Classic Rewind: Looking Back on Tela’s Shake Just Anthem “Sho Nuff”

By Ezra Wheeler

For the next several months, we at WAMM will be looking back on some of the songs that helped Memphis rap become the center of the hip-hop universe. Today we kick things off with Tela’s 1997 hit “Sho Nuff.”

For several years, Memphis rapper Tela’s lone hit “Sho Nuff” appeared on Spotify under the title “Sho Nupp,” a typo that was only recently remedied. While relatively innocuous and almost certainly accidental, this small mistake has always deeply irritated me. Not only did it make it more difficult for listeners to uncover this already-hidden gem, but it felt like just another unnecessary slight against an artist whose music was never fully appreciated, even here in his hometown.

That said, the story of “Sho Nuff” is about more than an unknown artist unexpectedly hitting the top 10 on the Hot Rap chart with an infectious shake junt anthem that seemed to be transmitted back to us from 100 years in the future. It’s also the story of an up-and-coming producer who was on the verge of making his national breakthrough, a groundbreaking hip-hop duo who helped to make the South the focal point of hip-hop for the coming decades, and a small independent label that would help Memphis to become a major influence within hip-hop for years to come.

When Tela (née Winston Rogers III) released his debut album “Piece of Mind” in late 1996, he was already 26 years old, a veritable senior citizen in the rap world. While it’s impossible to know if his career trajectory would have played out differently if he had emerged as a younger man, Tela’s maturity is evident throughout the album, both in terms of his lyrical content and his deft blend of Memphis soul, funk, and rock. To this day, nobody from the Memphis rap scene sounds quite like him.

“Piece of Mind” was released on Suave House Records, an independent record label founded by Memphis native Tony Draper when he was just 16. “I was forced to go independent,” Draper recalls. “Being born in Memphis, raised in Houston, a student of hip-hop, I started out as a DJ. I was loving hip-hop from the East Coast and West Coast, but was] raised on soul music, as well.” After wisely signing fellow Memphians 8Ball & MJG, whose debut album “Comin’ Out Hard” helped to bring the label national attention, Suave House proved to be a blueprint for other small independent Southern labels such as No Limit and Cash Money.

While Tela and collaborator Slice T handled the bulk of the album’s production, a promising young local producer named Jazze Pha was also brought on board to produce the tracks “All About That Money,” “Tired of Ballin’” and “Sho Nuff.” Born Phalon Anton Alexander, Jazze Pha was the son of James Alexander, the bassist for the influential Stax funk group Bar-Kays, and Denise Williams, an accomplished singer who had worked with artists such as Earth, Wind, and Fire and Barbra Streisand.

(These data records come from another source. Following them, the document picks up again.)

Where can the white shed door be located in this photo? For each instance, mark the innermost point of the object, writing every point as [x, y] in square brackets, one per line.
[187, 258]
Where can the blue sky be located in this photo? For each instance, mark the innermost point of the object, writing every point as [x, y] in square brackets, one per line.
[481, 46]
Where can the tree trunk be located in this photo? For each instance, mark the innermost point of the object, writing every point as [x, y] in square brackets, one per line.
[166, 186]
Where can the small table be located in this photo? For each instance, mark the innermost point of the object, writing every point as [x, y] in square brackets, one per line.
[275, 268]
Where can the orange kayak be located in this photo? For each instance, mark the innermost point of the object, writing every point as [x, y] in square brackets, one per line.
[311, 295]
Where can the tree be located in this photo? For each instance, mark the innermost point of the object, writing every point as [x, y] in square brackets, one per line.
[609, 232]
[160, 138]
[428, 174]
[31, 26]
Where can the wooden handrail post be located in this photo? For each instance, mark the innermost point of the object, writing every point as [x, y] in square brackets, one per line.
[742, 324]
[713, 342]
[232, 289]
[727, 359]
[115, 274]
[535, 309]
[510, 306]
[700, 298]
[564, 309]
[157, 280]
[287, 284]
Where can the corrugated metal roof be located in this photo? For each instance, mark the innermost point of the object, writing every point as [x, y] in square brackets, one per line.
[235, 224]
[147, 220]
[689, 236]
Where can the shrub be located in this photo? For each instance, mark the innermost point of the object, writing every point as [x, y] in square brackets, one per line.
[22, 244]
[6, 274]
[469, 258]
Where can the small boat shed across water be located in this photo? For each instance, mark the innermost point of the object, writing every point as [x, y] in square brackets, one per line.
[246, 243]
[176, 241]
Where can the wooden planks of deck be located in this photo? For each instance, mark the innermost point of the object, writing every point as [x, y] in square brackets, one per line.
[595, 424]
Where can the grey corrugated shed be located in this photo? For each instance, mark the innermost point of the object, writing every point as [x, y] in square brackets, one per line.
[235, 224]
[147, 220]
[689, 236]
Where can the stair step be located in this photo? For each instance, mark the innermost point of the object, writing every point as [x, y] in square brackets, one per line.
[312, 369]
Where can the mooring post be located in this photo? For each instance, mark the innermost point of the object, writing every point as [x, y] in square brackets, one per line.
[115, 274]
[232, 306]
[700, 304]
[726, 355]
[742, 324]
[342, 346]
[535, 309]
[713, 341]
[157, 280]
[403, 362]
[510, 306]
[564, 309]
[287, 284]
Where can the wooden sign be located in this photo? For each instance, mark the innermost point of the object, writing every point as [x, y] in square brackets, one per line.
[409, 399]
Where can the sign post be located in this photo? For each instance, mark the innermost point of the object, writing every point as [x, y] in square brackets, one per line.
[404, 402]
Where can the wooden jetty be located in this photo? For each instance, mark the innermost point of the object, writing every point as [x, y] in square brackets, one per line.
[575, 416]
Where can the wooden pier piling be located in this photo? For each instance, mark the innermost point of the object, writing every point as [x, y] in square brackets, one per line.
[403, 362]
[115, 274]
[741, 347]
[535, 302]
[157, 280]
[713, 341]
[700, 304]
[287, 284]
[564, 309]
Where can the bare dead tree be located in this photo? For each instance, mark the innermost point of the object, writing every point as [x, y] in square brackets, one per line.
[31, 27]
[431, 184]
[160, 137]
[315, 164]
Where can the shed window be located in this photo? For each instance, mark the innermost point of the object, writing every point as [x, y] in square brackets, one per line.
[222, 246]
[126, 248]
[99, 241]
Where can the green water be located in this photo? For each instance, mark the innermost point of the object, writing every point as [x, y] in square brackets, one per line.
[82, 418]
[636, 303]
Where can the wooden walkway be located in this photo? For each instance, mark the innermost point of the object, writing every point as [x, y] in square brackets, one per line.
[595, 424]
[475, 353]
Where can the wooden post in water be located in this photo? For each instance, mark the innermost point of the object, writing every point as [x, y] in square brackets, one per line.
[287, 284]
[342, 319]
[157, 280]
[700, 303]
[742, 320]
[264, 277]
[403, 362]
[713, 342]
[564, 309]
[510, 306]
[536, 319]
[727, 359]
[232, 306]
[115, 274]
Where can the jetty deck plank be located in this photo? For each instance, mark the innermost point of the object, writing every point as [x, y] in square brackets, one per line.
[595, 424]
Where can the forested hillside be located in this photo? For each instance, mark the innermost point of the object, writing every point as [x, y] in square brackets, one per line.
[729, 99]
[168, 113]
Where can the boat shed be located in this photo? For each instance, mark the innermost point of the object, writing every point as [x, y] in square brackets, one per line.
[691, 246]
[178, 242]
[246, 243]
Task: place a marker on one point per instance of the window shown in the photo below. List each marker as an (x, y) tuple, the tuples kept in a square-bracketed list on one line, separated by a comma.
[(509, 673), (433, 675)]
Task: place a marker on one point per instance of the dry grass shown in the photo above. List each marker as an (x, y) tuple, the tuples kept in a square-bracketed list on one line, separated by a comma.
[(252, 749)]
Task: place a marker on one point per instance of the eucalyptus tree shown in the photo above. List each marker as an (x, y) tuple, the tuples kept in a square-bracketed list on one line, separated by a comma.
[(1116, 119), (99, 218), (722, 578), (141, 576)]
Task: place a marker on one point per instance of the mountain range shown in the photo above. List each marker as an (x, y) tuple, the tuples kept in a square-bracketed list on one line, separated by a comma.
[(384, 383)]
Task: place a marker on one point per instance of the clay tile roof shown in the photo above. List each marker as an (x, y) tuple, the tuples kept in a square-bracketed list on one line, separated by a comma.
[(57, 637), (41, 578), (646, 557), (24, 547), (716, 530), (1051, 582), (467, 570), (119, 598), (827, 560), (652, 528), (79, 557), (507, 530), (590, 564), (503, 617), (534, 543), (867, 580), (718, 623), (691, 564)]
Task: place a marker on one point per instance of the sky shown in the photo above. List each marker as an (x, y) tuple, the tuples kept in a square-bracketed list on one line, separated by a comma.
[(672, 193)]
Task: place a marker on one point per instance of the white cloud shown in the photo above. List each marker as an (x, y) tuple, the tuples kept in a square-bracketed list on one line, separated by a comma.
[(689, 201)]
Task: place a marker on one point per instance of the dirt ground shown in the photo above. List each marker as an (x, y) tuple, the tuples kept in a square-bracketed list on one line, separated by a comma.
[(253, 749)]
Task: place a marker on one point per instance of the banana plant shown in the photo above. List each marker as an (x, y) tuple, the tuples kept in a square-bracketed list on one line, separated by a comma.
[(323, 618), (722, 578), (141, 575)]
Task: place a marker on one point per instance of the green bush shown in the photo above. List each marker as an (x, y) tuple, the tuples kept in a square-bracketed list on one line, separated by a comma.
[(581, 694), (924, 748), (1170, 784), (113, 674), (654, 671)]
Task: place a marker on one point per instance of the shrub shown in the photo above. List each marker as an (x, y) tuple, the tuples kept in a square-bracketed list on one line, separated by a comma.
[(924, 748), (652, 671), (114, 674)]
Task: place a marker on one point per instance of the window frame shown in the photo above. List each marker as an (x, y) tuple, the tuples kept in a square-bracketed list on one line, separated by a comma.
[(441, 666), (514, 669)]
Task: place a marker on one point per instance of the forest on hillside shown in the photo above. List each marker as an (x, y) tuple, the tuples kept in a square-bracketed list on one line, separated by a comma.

Before becoming one of the hottest producers of the 2000s–who can forget the ubiquitous sound of “This is a Jazze Phizzle product-shizzle!” over tracks by Ciara, Ludacris, T.I., and countless others?–Jazze Pha was still developing his sound. As with Tela, “Sho Nuff” would prove to be the producer’s breakout single and a perfect encapsulation of the retro-futuristic sound that would soon make him a star.

In addition to Jazze Pha, Tela also recruited local legends 8Ball & MJG to assist with his first single. As always, the dynamic duo brought their A-game and were clearly instrumental in helping the track gain nationwide airplay in strip clubs both near and far with their tales of sheisty women, newfound fame, and a deep love for the pimpin’ lifestyle. Overall, the song is a lighthearted and even occasionally funny affair, as when MJG raps “She claim she ain’t heard my music /Tryin’ to trick me /So I told that h*e my name Bill Bigsley /She still hit me…”

The following year, Three 6 Mafia’s DJ Paul and Juicy J would sample the song for another classic debut single that would become a staple at strip clubs: Gangsta Boo’s anthem “Where Dem Dollas At.” The songs are so similar, in fact, that they almost beg to be played back-to-back.

Following the success of “Sho Nuff,” 8Ball & MJG continued to reign as one of the South’s biggest groups and Jazze Pha enjoyed a relatively brief but consequential period as hip-hop’s go-to producer. Unfortunately, Tela himself was unable to capitalize on the song’s success, but continued to release music for the next several years and now runs the Atlanta-based independent label 1520 Records.

Although “Sho Nuff” never captured the zeitgeist quite like Three 6 Mafia’s “Who Run It” or Playa Fly’s “Nobody Needs Nobody,” it remains a shining example of that era’s heterodoxy and the way that Memphis rap was always ahead of the curve. A quarter of a century later, it still sounds like the future.